One inquiry says some out-of-towners rate us highly, but Open Table’s listing of the 100 restaurants gives us the snub.
I’ve had the experience myself, a year or so ago, trying to impress a blase New Yorker with details of our fair city’s food scene — plenty of restaurants and cool chefs, Sullivan pumping out young culinary talent, great local farms, fresh lobster in giant tanks, Food & Dining magazine covering it all — but his languid expression indicated he wasn’t all that impressed.
In a recent blog post, Business First writer Caitlin Bowling talked with a few recent arrivals from out of state, who spoke admiringly of how they see Louisville’s involvement with good food, from the perspective of a business person opening a healthful food delivery operation, and the new chef at The Brown hotel.
However, another Business First story reported that one indicator of restaurant popularity, Open Table’s annual “100 Best American Restaurants” list shut out Louisville in its considerations. (The last local place to make the list was Corbett’s—An American Place in 2011.)
Whether anyone should cry in their beer over this list compiled by an on-line reservation service, its criteria being principally enthusiasm reported to the site by the restaurant’s fans, is a question.

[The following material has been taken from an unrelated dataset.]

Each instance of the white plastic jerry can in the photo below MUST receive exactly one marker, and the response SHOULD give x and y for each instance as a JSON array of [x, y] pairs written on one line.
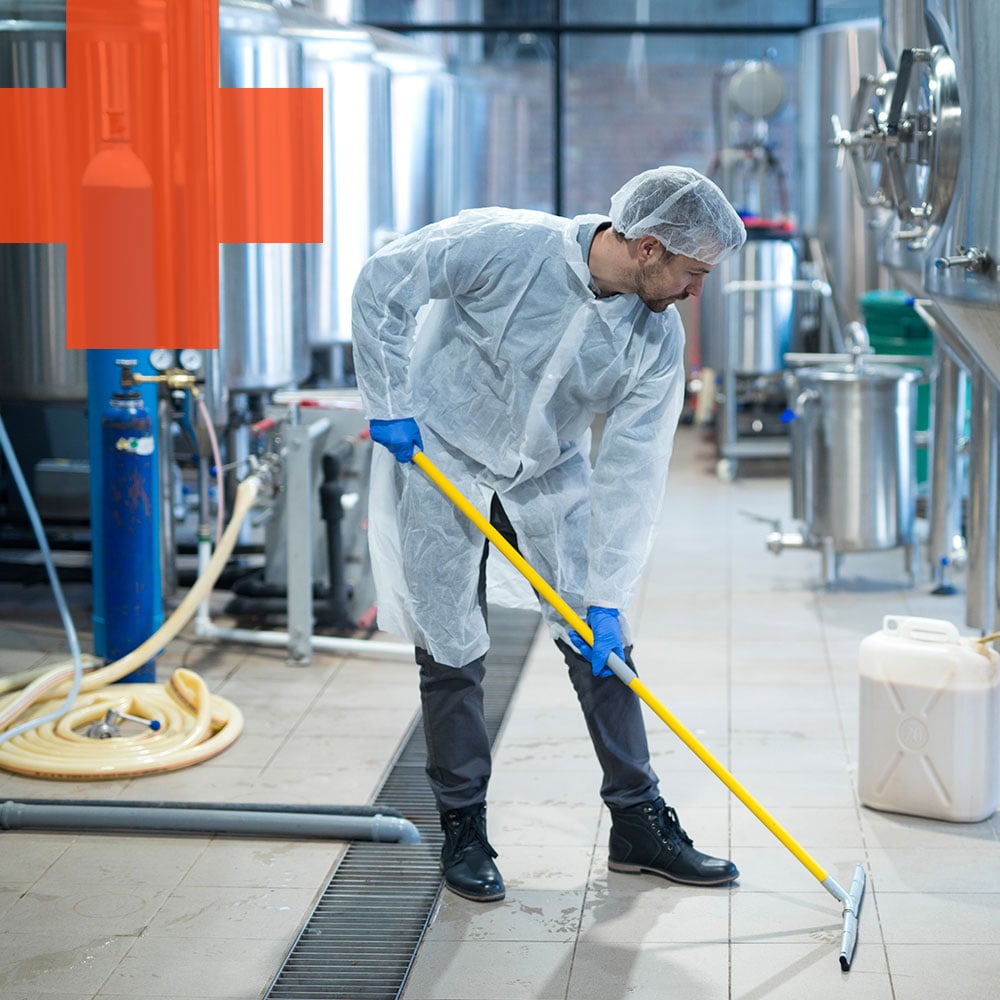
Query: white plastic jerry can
[[929, 721]]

Not to be too snarky, but the list does include restaurants in Langely, Oklahoma, Banner Elk, N.C., Roanoke, Texas, and Billings, Montana—as well as the usual suspects, like The French Laundry, Gramercy Tavern and Per Se.
The three Kentucky restaurants that are on the list are Jonathan at Gratz Park in Lexington, Bouquet Restaurant and Wine Bar in Covington, and Patti’s 1880’s Settlement in Grand Rivers–which is in the northern section of Land Between the Lakes. (My guess is that just getting to Patti’s makes people very hungry.)